Entre temps, on avait pu : remettre en état le croisement des rues d'Isly et de l'avenue Pasteur, rétablissant ainsi la circulation entre ces deux voies dès mercredi matin ; puis rétablir la circulation entre la première de ces rues et le boulevard Bugeaud, ainsi que celle entre les rues Charras et Monge dès jeudi à la première heure.

L'ensemble des moyens en action fut à peu près le suivant

- 18 camions de 10 tonnes, dont 8 de l'armée ; 1 bulldozer ; 1 dérocteur . 2 compresseurs 45 CV ; 2 niveleuses ; 1 chargeur ; 1 grue de 7 tonnes ; 2 réservoirs d'émulsion de 15 t.; 6 rouleaux compresseurs de 12 t. ; 1 barber-green.

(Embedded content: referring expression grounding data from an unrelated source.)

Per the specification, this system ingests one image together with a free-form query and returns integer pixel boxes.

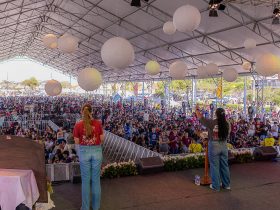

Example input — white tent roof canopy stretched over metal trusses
[0,0,280,82]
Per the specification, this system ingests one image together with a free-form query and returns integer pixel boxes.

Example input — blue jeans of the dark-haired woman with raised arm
[208,141,230,191]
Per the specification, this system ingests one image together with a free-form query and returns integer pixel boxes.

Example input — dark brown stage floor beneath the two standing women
[52,162,280,210]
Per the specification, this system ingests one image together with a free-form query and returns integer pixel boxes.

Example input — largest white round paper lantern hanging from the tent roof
[101,37,135,69]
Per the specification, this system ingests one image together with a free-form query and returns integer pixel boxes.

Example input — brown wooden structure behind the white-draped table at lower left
[0,136,48,203]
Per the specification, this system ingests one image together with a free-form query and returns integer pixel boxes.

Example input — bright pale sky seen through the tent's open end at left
[0,58,76,84]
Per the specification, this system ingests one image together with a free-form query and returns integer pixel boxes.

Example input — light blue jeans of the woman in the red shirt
[80,146,102,210]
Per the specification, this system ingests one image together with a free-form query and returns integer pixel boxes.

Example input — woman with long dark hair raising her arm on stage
[196,106,230,191]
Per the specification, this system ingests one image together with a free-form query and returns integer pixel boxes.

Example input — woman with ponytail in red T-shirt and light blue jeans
[73,104,104,210]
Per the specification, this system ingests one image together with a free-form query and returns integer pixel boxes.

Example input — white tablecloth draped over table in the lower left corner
[0,169,40,210]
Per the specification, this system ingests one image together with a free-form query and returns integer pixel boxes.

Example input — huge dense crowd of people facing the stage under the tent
[0,96,280,160]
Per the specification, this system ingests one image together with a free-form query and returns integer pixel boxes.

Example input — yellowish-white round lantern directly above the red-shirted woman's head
[78,68,102,91]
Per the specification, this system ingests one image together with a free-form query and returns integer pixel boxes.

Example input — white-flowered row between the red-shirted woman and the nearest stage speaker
[101,160,137,179]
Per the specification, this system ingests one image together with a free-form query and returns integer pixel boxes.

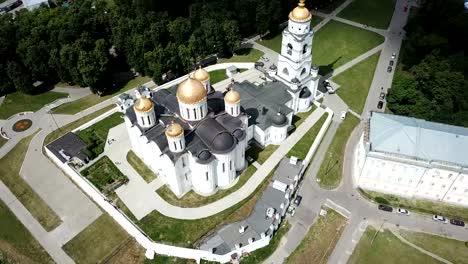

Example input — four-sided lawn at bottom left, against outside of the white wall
[63,214,129,263]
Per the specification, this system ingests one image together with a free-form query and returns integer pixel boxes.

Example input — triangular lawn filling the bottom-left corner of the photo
[0,200,54,263]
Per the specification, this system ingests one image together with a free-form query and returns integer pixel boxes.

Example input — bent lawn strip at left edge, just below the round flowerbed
[0,132,62,231]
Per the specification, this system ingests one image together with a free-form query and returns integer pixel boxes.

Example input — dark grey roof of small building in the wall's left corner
[47,132,88,162]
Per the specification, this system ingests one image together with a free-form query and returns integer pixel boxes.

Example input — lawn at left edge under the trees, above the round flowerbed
[0,91,68,119]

L'effectif civil et militaire fut, en moyenne sur 24 heures, de 85 hommes jusqu'à jeudi matin ; ensuite de 60 hommes civils.

En 111 heures, tout le désordre se trouvait ainsi réparé, une chaussée neuve de 350 ml et 4.400 m2 entièrement refaite avec les raccords sur les voies adjacentes et la circulation reprenait normalement.